Imagining Argentina
- First edition
- Author: Lawrence Thornton
- Language: English
- Subject: Argentina's Dirty War
- Genre: Drama
- Publisher: Doubleday
- Publication date: 1987
- Publication place: United States
- Pages: 240 pp
- ISBN: 0-385-24027-9
- OCLC: 15316974
- Dewey Decimal: 813/.54 19
- LC Class: PS3570.H6678 I4 1987

= Imagining Argentina =

Book by Lawrence Thornton

Imagining Argentina (1987) is a novel by American author Lawrence Thornton, about the Dirty War in 1970s Argentina, during which the military government abducted and "disappeared" suspected opposition activists.

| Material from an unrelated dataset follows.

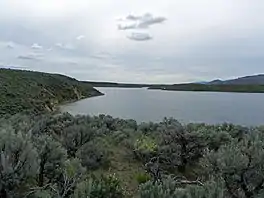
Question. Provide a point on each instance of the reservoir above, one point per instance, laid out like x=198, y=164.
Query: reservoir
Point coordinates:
x=145, y=105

It was nominated for the PEN/Faulkner Award for Fiction.

==Plot summary==
Cecilia, a dissident journalist in Buenos Aires, is kidnapped by the secret police, likely to join the ranks of the "disappeared." The city is the center of opposition to the military dictatorship during its Dirty War in the 1970s against opponents. Her husband Carlos, a theater director, searches frantically for her and others through "imagining" their fates in prisons and cells.

==Reception==
The novel was highly praised. It was nominated for the PEN/Faulkner Award for Fiction.

==Adaptations==
In 2003, the novel was adapted as a film of the same name, written and directed by British playwright and director Christopher Hampton.